Many Protostega specimens lack limbs and skulls, suggesting that their remains were scavenged by sharks and other predators.
Size relative to a 6-ft (2-m) man:
Illustration: Protostega gigas compared with adult man

Growing more than 10 feet (3 meters) long, Protostega was among the largest turtles to ever live. Unlike most turtles, whose shells are made of expanded and fused bones that form a relatively solid dome, widely spaced bones that looked more like the rafters of a roof held up Protostega's leathery shell. Though the shell design provided less protection, the lighter load combined with powerful, flipper-like front legs made Protostega a strong, inexhaustible swimmer. Females likely migrated hundreds of miles to lay eggs on sandy beaches, much like sea turtles do today.

Movement onshore, however, was difficult.
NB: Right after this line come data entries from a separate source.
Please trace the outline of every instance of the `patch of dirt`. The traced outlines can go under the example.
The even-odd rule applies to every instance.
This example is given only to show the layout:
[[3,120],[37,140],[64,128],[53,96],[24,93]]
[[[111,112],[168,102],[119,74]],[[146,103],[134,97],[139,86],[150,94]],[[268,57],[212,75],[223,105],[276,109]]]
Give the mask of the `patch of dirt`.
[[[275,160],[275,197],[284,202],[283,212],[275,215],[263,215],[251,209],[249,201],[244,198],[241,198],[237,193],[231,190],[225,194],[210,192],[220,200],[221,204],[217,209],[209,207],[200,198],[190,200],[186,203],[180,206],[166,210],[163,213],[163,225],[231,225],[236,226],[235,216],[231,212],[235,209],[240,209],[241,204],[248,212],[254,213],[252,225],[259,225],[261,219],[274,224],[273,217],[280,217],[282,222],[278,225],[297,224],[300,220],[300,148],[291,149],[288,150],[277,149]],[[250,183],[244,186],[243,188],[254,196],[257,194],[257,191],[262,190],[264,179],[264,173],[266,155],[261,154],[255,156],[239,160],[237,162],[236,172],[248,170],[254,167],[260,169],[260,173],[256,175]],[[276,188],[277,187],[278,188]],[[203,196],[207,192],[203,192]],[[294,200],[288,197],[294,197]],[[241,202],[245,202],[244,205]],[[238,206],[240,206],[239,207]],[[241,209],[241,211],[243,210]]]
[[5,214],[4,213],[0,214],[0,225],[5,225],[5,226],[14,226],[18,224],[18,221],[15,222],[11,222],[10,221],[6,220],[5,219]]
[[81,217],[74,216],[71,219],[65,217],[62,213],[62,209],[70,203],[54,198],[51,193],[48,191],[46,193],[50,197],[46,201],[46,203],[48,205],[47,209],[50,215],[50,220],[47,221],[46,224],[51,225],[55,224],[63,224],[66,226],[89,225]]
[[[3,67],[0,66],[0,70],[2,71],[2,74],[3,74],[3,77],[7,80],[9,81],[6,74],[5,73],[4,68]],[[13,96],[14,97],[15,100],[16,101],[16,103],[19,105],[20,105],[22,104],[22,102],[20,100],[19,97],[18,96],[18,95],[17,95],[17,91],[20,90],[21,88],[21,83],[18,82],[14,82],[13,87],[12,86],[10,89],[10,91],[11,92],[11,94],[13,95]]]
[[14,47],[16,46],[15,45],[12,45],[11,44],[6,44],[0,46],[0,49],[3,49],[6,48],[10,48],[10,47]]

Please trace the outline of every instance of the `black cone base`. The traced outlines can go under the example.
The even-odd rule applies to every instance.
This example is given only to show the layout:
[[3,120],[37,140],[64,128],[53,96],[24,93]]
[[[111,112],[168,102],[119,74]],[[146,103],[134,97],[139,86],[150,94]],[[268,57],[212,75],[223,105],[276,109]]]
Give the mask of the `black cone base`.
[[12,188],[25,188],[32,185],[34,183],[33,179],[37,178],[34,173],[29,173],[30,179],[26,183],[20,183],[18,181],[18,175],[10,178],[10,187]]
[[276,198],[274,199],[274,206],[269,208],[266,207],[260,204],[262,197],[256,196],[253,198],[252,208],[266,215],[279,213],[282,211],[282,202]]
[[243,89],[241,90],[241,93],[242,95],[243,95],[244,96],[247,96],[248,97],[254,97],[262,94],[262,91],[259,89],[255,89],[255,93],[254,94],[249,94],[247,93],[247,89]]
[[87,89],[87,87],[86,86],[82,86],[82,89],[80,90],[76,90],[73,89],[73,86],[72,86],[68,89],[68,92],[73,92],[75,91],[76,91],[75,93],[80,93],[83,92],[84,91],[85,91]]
An adult female Protostega may have weighed a ton or more, a hefty load to drag out of the ocean to lay eggs. But lay eggs on the beach they did by the dozens, a reproductive strategy of safety in numbers that helped at least a few survive to adulthood. In fact, marine turtles were the only seagoing reptiles to escape extinction at the end of the Cretaceous, 65 million years ago.

A large and pointed head with a sharp beak and strong jaws probably helped the ancient turtles feed on slow-moving marine creatures such as jellyfish and shellfish as well as seaweed and floating carcasses—much as their descendents do today. Shark teeth embedded in Protostega bones housed at a museum in Chicago suggest the turtles were sometimes a meal themselves.